Abstract
Currently, radiation oncology-specific electronic medical records (EMRs) allow providers to input the radiation treatment site using free text. The purpose of this study is to develop a natural language processing (NLP) tool to extract encoded data from radiation treatment sites in an EMR.
Treatment sites were extracted from all patients who completed treatment in our department from April 1, 2011, to April 30, 2013. A system was designed to extract the Unified Medical Language System (UMLS) concept codes using a sample of 11,018 unique site names from 31118 radiation therapy (RT) sites. Among those, 5500 unique site name strings that constitute approximately half of the sample were spared as a test set to evaluate the final system. A dictionary and calculated n-gram statistics using UMLS concepts from related semantic types were combined with manually encoded data.

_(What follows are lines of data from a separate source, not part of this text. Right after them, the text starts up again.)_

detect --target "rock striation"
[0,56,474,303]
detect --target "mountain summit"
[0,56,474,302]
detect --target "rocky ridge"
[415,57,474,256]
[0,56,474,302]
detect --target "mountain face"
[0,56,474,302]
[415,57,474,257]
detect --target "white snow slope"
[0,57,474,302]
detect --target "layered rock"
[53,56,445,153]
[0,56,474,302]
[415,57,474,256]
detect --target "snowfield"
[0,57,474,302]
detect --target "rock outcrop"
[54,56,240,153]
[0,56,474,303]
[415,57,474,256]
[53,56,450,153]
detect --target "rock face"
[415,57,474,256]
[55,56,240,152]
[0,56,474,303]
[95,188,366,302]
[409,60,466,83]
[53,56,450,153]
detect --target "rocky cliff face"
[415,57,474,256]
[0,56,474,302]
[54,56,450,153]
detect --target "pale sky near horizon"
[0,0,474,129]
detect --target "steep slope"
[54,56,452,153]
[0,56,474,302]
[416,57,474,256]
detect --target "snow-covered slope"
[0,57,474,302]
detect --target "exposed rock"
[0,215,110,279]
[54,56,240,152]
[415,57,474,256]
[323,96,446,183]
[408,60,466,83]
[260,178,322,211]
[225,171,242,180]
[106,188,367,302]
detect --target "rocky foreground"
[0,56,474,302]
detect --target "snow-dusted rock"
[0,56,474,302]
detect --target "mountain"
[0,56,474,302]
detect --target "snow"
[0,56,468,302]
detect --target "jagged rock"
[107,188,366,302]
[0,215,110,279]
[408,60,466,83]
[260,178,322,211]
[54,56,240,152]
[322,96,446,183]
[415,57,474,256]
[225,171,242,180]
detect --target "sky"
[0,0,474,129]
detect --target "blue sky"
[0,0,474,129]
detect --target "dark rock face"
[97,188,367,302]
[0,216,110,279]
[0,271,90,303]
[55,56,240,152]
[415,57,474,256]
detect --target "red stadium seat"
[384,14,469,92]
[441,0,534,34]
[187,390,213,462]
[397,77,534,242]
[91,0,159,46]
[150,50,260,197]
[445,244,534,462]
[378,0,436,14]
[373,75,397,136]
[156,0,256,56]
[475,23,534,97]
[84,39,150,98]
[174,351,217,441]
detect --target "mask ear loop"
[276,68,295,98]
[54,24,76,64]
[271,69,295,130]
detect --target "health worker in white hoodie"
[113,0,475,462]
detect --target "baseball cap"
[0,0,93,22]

There was an average of 2.2 sites per patient. Prior to extraction, the 20 most common unique treatment sites were used 4215 times (38.3%). The most common treatment site was whole brain RT, which was entered using 27 distinct terms for a total of 1063 times. The customized NLP solution displayed great gains as compared to other systems, with a recall of 0.99 and a precision of 0.99.
A customized NLP tool was extracting encoded data from radiation treatment sites in an EMR with great accuracy. This can be integrated into a repository of demographic, genomic, treatment, and outcome data to advance personalized oncologic care.

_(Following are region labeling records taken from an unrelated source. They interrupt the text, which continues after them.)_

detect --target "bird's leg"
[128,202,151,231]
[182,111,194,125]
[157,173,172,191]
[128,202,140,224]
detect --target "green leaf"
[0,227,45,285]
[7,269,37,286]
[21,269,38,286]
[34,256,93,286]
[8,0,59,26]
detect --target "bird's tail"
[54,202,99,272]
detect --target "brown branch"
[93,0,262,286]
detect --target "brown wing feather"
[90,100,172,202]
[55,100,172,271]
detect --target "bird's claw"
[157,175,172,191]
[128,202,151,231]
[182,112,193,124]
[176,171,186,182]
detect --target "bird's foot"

Keywords: radiation therapy, natural language processing, treatment site
Introduction
A National Radiation Oncology Registry (NROR) has been created through a collaboration between the Radiation Oncology Institute (ROI) and the American Society for Radiation Oncology (ASTRO) to develop a national database that will be used to study the clinical outcomes and patterns of care. Inherent in this effort is the need for automated tools to extract clinical information from radiation oncology electronic medical records (EMRs). Currently, radiation oncology-specific electronic medical records allow providers to input the treatment site using free text, leading to a glut of potential options. This paradigm creates great challenges in answering research questions that depend on assembling a cohort of patients who received similar treatments.

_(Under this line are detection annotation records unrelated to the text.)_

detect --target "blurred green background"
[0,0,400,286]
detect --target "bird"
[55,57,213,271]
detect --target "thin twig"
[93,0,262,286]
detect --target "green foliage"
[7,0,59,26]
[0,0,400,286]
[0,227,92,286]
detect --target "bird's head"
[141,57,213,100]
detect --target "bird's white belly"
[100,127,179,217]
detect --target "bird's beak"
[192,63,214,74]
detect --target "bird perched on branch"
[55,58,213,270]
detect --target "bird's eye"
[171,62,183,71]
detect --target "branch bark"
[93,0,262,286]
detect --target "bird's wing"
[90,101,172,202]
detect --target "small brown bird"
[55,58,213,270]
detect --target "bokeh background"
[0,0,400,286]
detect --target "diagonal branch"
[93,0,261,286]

Previous studies have demonstrated the feasibility of extracting meaningful clinical data using natural language processing (NLP) tools from diagnoses [1], problem lists [2], pathology reports [3-4], and radiology reports [5-8]. These tools are not designed to handle the complexities of radiation therapy (RT) site names, which include many abbreviations specific to our field. The purpose of this study is to develop an NLP tool to extract encoded data from radiation treatment sites in an EMR.
Technical report
For this analysis, information was obtained from the RT delivery (record and verify) electronic medical record (MOSAIQ®, Elekta Care Management, Stockholm), which allows manual, free-text input of the desired treatment site. Treatment sites were extracted from all patients who completed treatment in our department from April 1, 2011, to April 30, 2013. A separate treatment site was entered for each radiation field. For example, a breast RT treatment might consist of three treatment sites in the RT prescription: 1) left breast field, 2) internal mammary chain field, and 3) supraclavicular field. In general, at that time, our department did not have a standardized nomenclature for labeling treatment sites. In addition, we practiced in a large department with multiple physicians per clinical service, leading to a large heterogeneity in the labeling of treatment sites. The study was deemed to be exempt from review by the Institutional Review Board as a quality improvement project.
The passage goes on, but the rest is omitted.